Rapid prototyping breaks down under two conditions:

  1. if prototype generation isn't fast

  2. if the prototypes are not sufficiently representative of the end solution to test user behaviour.

Unfortunately, AI prototypes tend toward both error modes.

Speed

The speed of prototype generation and assessment allows for rapid exploration of the solution space.

Smaller investments in potential solutions allow more ideas to be tested. Importantly, reducing the upfront cost of testing ideas leads to less conservative, more outlandish ideas being tested. The Search Space is broadened.

At the same time, rapid prototypes inoculate against over-investment in unfruitful design directions. It is easy to throw something cheap away; sunk costs are smaller and so is the tendency to remain unhappily married to 'suboptimal’ ideas.

Accuracy

Deciding what to test with the AI prototype is important. Rapid prototyping is particularly unsuited to evaluating an idea where the performance of the AI model is a central, but uncertain component. In other words, if the product will be useful only if the performance exceeds a threshold of which we cannot be certain in advance.

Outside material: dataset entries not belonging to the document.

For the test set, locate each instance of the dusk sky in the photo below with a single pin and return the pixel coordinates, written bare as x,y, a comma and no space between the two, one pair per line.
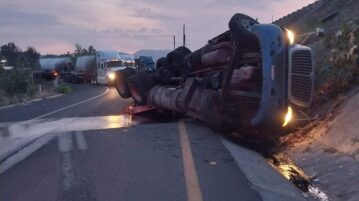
54,26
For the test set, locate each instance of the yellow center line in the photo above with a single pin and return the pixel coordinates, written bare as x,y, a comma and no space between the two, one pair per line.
190,174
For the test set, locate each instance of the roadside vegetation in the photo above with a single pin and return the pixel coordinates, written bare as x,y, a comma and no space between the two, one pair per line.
16,84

Additionally, if judicious error-handling is fundamental to the product, then a prototype that doesn't address a representative range of errors will be invalid. This is particularly the case if certain long-tail errors are catastrophic resulting in a corrupted user experience and destroyed trust.

Users may love the happy path of a prototype omniscient AI, but if that is not what will ultimately be delivered, the prototype is little more than a toy.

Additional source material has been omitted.